The suit, initially filed at the Federal High Court in Abuja, accused the NMDPRA of improperly granting import licenses to competitors—including Nigerian National Petroleum Company Limited (NNPC Ltd) and five other firms—without evidence of a national fuel shortage, as required by Sections 317(8) and (9) of the PIA. Dangote Refinery argued that such licenses undermine efforts to boost domestic refining and create an uneven playing field. However, court filings revealed no explanation for the sudden withdrawal, leaving unanswered questions about potential settlements or revised business strategies.

Defendants, including NNPC Ltd and marketers like AYM Shafa Limited and Matrix Petroleum Services, had countered that the refinery’s claims threatened free-market principles. In legal responses, they asserted their eligibility for import permits under the PIA, emphasizing NMDPRA’s mandate to prevent monopolies and ensure fuel availability. Idris Musa, a senior NMDPRA official, defended the licenses in a sworn affidavit, stating that Dangote’s current output falls short of national demand, necessitating imports to bridge gaps.

The case also saw procedural skirmishes. In December 2024, Dangote’s legal team sought to correct a misnomer in NNPC Ltd’s corporate name, prompting the oil giant to challenge the suit’s validity. Judge Inyang Ekwo dismissed NNPC’s objections in March 2025, ruling that the error was inconsequential and urging defendants to address substantive claims. Yet, weeks later, the refinery withdrew its case entirely.
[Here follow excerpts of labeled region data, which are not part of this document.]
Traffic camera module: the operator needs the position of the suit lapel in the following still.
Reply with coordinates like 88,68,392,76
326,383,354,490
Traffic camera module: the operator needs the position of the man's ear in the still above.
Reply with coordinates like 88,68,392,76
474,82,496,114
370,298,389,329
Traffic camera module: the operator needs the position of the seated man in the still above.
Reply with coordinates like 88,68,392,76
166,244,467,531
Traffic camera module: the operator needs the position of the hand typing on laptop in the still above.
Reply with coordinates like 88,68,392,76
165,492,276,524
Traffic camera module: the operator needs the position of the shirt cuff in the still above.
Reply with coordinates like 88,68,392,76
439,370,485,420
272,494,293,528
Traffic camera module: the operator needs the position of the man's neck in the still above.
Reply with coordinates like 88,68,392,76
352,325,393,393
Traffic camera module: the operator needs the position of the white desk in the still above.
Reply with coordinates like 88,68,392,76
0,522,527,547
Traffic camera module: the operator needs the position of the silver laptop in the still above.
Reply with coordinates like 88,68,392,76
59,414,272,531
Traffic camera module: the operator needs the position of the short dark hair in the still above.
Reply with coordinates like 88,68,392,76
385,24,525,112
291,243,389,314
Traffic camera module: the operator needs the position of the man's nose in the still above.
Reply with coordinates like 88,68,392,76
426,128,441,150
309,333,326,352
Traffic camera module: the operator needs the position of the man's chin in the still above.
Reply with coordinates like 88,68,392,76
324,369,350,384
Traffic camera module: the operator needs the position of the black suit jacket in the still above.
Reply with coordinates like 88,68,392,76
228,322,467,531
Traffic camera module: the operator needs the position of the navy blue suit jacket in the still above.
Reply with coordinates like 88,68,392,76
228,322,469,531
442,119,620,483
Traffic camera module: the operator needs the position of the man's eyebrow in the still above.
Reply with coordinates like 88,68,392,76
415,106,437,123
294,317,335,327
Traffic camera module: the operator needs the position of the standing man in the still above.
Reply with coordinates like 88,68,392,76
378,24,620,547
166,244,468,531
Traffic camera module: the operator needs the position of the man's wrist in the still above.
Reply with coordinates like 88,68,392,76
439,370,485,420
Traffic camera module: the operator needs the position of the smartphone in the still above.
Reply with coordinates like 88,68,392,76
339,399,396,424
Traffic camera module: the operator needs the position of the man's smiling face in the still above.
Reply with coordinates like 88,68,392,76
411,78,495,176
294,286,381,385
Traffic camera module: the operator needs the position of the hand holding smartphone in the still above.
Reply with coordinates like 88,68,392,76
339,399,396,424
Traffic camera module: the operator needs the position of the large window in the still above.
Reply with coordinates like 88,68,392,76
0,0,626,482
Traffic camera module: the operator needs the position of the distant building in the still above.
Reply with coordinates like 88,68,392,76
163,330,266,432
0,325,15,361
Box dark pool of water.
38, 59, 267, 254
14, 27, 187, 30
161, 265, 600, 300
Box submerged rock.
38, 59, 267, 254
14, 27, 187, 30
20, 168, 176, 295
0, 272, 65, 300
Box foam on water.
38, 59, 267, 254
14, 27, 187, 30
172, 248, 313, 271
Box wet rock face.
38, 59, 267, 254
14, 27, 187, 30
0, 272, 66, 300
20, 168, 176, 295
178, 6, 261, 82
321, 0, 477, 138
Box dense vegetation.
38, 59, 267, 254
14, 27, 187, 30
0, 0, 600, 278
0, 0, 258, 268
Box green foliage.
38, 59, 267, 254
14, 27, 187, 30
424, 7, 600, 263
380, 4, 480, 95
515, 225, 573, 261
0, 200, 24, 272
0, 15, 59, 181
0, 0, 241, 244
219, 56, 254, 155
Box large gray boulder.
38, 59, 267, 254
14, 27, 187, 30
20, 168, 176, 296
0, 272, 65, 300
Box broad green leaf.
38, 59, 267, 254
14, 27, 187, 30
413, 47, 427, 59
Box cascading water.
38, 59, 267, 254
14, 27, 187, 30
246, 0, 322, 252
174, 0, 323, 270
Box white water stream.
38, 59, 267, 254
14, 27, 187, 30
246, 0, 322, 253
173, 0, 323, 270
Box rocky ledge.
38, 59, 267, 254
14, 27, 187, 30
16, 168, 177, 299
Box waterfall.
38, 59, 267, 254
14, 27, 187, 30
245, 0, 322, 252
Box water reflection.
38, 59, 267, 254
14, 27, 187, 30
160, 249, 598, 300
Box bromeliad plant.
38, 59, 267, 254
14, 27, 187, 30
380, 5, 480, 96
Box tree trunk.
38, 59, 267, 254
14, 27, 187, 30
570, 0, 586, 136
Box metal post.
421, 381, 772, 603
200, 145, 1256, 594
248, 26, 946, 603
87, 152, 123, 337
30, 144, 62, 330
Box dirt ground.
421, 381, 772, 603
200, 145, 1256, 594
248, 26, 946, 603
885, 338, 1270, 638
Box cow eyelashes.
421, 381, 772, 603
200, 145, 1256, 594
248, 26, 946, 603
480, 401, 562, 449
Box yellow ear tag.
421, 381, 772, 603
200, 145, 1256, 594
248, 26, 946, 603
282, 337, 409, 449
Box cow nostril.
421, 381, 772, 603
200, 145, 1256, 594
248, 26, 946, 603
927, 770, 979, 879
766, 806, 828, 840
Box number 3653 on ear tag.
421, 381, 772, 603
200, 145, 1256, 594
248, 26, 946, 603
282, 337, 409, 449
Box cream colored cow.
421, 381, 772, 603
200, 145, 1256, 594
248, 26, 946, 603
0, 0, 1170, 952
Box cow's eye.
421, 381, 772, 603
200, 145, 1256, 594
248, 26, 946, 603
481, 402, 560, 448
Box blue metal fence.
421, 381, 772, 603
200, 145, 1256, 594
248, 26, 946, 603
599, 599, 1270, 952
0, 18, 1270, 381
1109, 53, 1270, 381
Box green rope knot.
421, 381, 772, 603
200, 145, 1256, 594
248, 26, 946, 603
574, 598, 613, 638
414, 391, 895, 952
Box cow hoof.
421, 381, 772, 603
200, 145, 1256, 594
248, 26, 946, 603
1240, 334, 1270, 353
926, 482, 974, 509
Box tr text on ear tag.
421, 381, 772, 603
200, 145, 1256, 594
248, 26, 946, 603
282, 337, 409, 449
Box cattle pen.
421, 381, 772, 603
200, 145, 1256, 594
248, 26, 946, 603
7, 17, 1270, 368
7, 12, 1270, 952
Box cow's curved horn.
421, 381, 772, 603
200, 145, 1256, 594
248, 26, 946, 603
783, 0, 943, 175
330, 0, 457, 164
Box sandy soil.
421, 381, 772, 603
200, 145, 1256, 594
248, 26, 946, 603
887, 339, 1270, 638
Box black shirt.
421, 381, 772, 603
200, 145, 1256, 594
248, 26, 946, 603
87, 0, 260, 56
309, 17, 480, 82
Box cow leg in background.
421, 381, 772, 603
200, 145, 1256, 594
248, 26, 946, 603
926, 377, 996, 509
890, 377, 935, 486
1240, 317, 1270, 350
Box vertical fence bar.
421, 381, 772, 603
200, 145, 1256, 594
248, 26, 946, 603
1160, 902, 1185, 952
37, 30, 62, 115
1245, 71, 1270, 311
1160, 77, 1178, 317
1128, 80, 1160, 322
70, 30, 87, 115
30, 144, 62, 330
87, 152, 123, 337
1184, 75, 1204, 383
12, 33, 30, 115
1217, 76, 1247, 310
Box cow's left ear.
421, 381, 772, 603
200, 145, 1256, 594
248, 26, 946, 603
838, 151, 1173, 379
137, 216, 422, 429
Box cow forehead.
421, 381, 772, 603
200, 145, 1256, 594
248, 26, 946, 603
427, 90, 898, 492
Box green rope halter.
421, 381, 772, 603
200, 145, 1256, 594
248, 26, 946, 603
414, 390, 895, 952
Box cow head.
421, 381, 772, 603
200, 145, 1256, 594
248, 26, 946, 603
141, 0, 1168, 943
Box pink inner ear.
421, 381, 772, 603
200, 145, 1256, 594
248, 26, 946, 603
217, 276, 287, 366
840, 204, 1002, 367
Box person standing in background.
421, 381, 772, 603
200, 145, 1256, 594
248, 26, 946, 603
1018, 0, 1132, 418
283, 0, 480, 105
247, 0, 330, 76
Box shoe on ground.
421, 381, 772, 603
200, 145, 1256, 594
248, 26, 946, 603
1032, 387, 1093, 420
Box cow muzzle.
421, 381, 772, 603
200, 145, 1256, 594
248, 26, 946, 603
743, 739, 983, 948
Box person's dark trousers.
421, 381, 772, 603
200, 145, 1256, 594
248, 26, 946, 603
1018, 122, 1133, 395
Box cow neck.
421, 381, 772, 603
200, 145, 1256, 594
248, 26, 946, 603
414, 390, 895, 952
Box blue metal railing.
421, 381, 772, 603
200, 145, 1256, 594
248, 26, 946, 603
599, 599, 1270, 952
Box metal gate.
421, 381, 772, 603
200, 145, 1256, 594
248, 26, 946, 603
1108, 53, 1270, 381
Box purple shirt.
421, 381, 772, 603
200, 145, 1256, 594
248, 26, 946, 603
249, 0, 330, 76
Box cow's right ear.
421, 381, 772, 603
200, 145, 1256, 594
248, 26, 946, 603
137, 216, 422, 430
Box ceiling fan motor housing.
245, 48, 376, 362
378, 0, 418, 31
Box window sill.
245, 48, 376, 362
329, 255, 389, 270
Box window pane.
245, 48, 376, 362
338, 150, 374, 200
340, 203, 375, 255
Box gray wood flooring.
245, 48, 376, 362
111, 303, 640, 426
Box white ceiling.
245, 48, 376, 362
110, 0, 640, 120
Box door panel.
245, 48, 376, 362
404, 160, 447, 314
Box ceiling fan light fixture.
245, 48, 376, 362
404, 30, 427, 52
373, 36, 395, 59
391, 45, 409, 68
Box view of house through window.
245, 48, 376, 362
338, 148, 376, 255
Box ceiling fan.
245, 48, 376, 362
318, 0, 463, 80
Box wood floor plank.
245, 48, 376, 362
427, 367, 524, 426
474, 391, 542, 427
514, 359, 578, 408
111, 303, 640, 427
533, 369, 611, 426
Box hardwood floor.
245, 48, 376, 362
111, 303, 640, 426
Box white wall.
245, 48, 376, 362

The dispute underscores Nigeria’s struggle to balance local refinery growth with fuel import dependencies. While Dangote’s $19 billion facility—set to become Africa’s largest refinery—aims to reduce imports, delays in operational scale have kept the country reliant on foreign shipments. Analysts suggest the refinery’s retreat may signal a strategic pivot or behind-the-scenes negotiations, though neither party has confirmed this. As regulatory and corporate tensions persist, the case highlights the complexities of reforming a sector critical to Nigeria’s economy.